Gesù, secondo il racconto di Luca, inaugura il suo ministero pubblico recandosi, come al solito nel giorno di sabato, nella sinagoga di Nazaret. Qui gli vien dato il rotolo di Isaia, dove Dio, attraverso il profeta, si presenta come Colui che
annuncia ai poveri un lieto messaggio, proclama ai prigionieri la liberazione, ai ciechi la vista, la libertà agli oppressi, un tempo di grazia, di accoglienza, di misericordia (Lc 4, 18-19).
Dopo la lettura, Gesù, in maniera autorevole, solenne, fa una stringatissima omelia. Tre parole.
Oggi si è compiuta questa Scrittura.
Si tratta dell’ “oggi” teologico, escatologico, dove si realizza il compimento nella persona di Gesù. Ed è con la stessa radice lessicale che termina nel IV Vangelo, la vita terrena di Gesù: “Tutto è compiuto”. Gli ultimi tempi sono già arrivati.
Ecco, è su questa “compiutezza”, la pienezza divina a cui siamo destinati, che si fonda la speranza cristiana.
Cristo, il passato, il presente, il futuro. “ Cristo Gesù, nostra speranza” (Tm 1, 1).

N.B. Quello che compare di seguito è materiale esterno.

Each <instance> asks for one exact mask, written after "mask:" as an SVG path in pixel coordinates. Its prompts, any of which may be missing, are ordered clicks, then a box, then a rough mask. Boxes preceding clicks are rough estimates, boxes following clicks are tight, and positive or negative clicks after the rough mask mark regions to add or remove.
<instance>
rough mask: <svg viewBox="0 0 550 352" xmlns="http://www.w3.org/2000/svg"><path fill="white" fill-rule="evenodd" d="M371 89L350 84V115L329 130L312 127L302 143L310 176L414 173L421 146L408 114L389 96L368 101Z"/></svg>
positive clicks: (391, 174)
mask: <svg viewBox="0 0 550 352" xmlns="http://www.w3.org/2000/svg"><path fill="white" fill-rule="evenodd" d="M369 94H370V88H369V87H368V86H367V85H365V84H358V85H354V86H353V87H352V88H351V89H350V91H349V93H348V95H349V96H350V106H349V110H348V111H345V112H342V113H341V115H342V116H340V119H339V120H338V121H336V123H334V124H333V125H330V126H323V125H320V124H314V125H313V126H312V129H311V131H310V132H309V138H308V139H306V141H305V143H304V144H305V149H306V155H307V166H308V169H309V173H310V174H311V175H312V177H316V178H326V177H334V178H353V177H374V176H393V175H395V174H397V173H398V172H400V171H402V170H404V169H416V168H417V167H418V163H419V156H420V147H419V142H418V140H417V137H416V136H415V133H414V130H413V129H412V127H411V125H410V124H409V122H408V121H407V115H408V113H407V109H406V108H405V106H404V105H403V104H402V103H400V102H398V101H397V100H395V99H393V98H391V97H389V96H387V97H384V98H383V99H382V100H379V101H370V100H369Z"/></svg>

La speranza che il Signore offre, non è mediata dalle istituzioni, né è custodita da esse, e neppure si qualifica come una dottrina in più, un’ulteriore verità, qualcosa da dimostrare, ma è ciò che caratterizza il credente che, passato attraverso il crogiolo della metànoia (la conversione), osa dire:
Chi ci separerà dall’amore di Cristo? Forse la tribolazione, l’angoscia, la persecuzione, la fame, la nudità, il pericolo, la spada? Ma in tutte queste cose noi siamo più che vincitori, per virtù di Colui che ci ha amati. Io sono infatti convinto che né morte né vita, né angeli né principati, né presente né avvenire, né alcun’altra creatura potrà mai separarci dall’amore di Dio che è in Cristo Gesù nostro Signore (Rom 8, 35-39).
Certo, non è cosa facile e, parafrasando Bonhoeffer, si potrebbe dire che è a caro prezzo.
Infatti non è buonismo, facile ottimismo o un modo di eludere le delusioni del quotidiano, perché, se speranza è “certezza”, ciò che il Signore ci chiama a vivere, l’ideale a cui tendere, speranza non è “sicurezza”, senza tensioni e lacerazioni, intrappolati, come siamo, dentro le paure, le delusioni, e soprattutto ingabbiati nel nostro io ipertrofico.
Speranza è il bianco gelsomino di Etty Hillesum; è il fiordaliso di Bonhoeffer: “il più prezioso fiore, il più raro,/ nato in un’ora felice della libertà dello spirito,/ che osa, che confida”. La bellezza di ciò che non conta, contro l’ansia di prestazioni.
Speranza sono le due piccole monete della vedova povera, che offre tutta la sua vita; è il preziosissimo profumo sprecato ai piedi di Gesù; è la purezza di un amore che resiste alla tracotanza del mondo che non sa; è la luce che rischiara le tenebre della morte.
È il canto degli angeli, quando il cielo si squarcia per dare spazio a quel bimbo che “giace in una mangiatoia”.